Here’s a clear, pragmatic way to look at it:
If your staff are involved in direct patient care or participate in decision-making that affects patients:
- Tier 2 is the safer, more defensible, Code-aligned option
If a staff member is not involved in direct patient care:
- Tier 1 is likely appropriate
If you choose not to follow the Tier 2 expectations, be prepared to:
- Document your rationale
- Show how training remains “appropriate to the role”
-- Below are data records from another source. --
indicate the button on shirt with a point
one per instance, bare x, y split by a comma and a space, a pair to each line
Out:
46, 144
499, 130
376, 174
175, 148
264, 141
- Show how you meet the legal duty equally effectively, and
- Demonstrate how patients with learning disabilities/autism are protected from inappropriate care
That’s not impossible, but it does require a clear, evidence-based explanation.
- The bottom line
Many of us in the dental sector recognise that Tier 1 feels far more proportionate to the level of contact, complexity, and duration of interactions typical in general dental practices. Tier 2 training, in its current form, is challenging for practices, as a full one-day, face-to-face session is:
- Disruptive to service delivery
- Costly
- Logistically difficult
- Arguably designed with hospitals, community services, and care settings in mind
This is why many practices, based on risk, practicality, and proportionality, feel Tier 1 is more appropriate, even though the current Code leans toward Tier 2 for clinical roles.
However…
Until the guidance or Code of Practice is formally updated, the framework continues to link roles involved in direct patient care to Tier 2 capabilities. Even though CQC are not currently enforcing this strictly in dental settings, the Code remains the reference document that inspectors must take into account when assessing whether training is “appropriate to the role”.
Because of this, practices should be prepared to either:
- Deliver Tier 2 training for clinical team members, or
- Clearly document and justify why Tier 1 is proportionate and appropriate within their setting
This isn’t about ticking a box.
It’s about ensuring the dental sector can confidently deliver care that is welcoming, safe, and inclusive for autistic people and people with learning disabilities. And whilst there is no explicit legal requirement stating, “Tier 2 must be done”, it remains the stronger, more defensible position for most clinical team members under the current framework.